Träume sind wie wilde Tiger (2021)

Eine Filmkritik von Falk Straub

Bollywood in Berlin

Das Erfolgsrezept für einen deutschen Kinderfilm lautet ungefähr so: Man nehme eine populäre Vorlage, hebe ein pittoreskes Gemäuer als Handlungsort unter und verrühre das Ganze mit mittelprächtigen Nachwuchsdarstellern und gestandenen Schauspielgrößen, die sich gern zur Ulknudel machen. Fertig ist die Familienunterhaltung, die von der Oma bis zum Enkel allen schmeckt. Je nachdem, wie lange die Vorlage bereits im Regal stand, kommen diese Adaptionen allerdings reichlich altbacken rüber.

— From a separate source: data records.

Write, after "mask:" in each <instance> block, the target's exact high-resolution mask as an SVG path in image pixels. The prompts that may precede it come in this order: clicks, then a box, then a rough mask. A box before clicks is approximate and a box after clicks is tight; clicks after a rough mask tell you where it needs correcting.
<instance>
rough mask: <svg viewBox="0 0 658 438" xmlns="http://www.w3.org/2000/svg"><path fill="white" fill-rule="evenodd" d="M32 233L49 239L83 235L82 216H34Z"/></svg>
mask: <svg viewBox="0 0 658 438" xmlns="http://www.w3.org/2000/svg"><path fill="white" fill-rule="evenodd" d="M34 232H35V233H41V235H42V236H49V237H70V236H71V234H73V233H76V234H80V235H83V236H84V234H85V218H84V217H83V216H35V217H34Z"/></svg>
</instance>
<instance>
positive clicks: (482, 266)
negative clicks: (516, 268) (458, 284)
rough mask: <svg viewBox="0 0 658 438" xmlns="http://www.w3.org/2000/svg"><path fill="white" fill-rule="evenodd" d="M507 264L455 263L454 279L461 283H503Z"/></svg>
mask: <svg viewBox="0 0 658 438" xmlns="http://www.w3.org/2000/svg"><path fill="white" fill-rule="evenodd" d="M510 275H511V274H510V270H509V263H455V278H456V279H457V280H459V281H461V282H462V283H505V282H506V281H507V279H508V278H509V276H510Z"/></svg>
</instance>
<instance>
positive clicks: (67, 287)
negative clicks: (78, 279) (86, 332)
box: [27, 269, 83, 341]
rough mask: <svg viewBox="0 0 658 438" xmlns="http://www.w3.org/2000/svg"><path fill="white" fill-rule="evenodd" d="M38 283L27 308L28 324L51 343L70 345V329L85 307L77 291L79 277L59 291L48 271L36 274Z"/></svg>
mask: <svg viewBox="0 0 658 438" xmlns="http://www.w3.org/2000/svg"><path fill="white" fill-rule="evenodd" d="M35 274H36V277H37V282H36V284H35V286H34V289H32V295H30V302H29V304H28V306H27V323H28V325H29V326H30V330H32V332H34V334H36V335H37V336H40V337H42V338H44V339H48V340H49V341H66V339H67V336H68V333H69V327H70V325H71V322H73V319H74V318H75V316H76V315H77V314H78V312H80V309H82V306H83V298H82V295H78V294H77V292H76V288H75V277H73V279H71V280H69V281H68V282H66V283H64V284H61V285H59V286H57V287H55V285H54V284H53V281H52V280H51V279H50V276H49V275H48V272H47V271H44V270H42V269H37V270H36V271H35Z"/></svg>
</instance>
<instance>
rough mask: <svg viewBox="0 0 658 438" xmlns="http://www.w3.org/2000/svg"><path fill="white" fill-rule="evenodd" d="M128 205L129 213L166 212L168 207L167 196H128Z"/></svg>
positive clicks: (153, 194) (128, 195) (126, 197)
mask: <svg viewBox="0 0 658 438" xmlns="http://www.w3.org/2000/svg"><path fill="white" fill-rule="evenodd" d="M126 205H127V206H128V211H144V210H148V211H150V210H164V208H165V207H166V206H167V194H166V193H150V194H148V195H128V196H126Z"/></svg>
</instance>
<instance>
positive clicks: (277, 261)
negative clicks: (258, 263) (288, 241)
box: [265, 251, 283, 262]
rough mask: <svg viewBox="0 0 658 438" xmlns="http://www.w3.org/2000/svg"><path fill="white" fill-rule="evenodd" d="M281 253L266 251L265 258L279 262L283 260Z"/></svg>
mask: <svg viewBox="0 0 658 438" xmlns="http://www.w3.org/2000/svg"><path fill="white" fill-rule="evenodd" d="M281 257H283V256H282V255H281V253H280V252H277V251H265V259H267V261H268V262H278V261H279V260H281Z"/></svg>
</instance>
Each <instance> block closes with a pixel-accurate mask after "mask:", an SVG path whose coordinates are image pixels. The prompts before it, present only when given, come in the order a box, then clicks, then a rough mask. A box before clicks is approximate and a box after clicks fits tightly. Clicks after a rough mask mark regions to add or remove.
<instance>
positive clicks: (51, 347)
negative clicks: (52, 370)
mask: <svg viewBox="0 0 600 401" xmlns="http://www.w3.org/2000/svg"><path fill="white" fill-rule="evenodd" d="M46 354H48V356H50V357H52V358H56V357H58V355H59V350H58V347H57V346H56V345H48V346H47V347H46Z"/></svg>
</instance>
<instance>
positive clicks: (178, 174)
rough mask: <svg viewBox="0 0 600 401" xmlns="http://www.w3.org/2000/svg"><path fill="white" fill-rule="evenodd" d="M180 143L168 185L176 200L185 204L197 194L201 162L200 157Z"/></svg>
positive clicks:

Dass es auch frischer geht, zeigt Regisseur Lars Montag in seinem ersten Kinderfilm.

Im Zentrum steht der jugendliche Ranji Ram (Shan Robitzky), der wie sein großes Vorbild Amir Roshan (Terence Lewis) ein Filmstar werden will. Gemeinsam mit seinem Großvater (Irshad Panjatan) tanzt Ranji durch Mumbais bunte Gassen und imaginiert sich zum Helden seines eigenen Films. Diese erste, toll choreografierte Einlage ist eine von vielen, die die Realitätsebene durchbrechen. Ranjis großer Durchbruch muss derweil noch auf sich warten lassen. Denn statt nach Bollywood geht es erst einmal nach Berlin.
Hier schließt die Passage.